Using a Markov-based microsimulation model of the natural history of HCC among virologically cured patients with HCV and cirrhosis or advanced fibrosis, Chhatwal and colleagues reported that HCC surveillance was cost-effective if incidence exceeds 0.7 per 100 person-years using $100,000 per quality-adjusted life-year willingness to pay.
“At this incidence rate, implementing regular surveillance with ultrasound and alpha-fetoprotein would lead to 2,650 to 5,700 additional life-years per 100,000 individuals, compared to no surveillance,” Chhatwal said.

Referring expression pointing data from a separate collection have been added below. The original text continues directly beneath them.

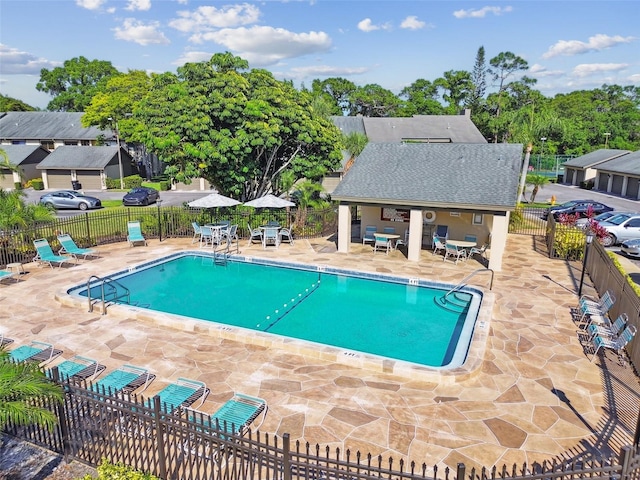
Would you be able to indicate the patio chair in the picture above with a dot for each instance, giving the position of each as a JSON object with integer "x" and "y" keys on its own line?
{"x": 270, "y": 236}
{"x": 45, "y": 255}
{"x": 197, "y": 232}
{"x": 125, "y": 379}
{"x": 38, "y": 352}
{"x": 454, "y": 251}
{"x": 368, "y": 234}
{"x": 616, "y": 344}
{"x": 234, "y": 418}
{"x": 286, "y": 235}
{"x": 255, "y": 234}
{"x": 135, "y": 233}
{"x": 77, "y": 368}
{"x": 69, "y": 246}
{"x": 381, "y": 243}
{"x": 438, "y": 244}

Results, which were published in Clinical Gastroenterology and Hepatology, also showed that at $150,000 willingness to pay, surveillance was cost-effective if HCC incidence exceeds 0.4 per 100 person-years. This threshold “mostly remained below” 1.5 per 100 person-years in a sensitivity analysis.
“There is a need to update the clinical guidelines to recommend HCC screening when the incidence of HCC exceeds 0.7%, instead of the old recommendation of 1.5%,” Chhatwal added. “This update has the potential to improve early detection of HCC. Implementing this change in practice would increase the proportion of hepatitis C patients at risk who become eligible for HCC screening, creating opportunities for earlier intervention and care.”
He continued: “Future research is needed to identify subgroups of non-cirrhosis patients who have HCC incidence rate higher than 0.7%. These patients could benefit from routine HCC screening using the HCC risk threshold recommended by this study.”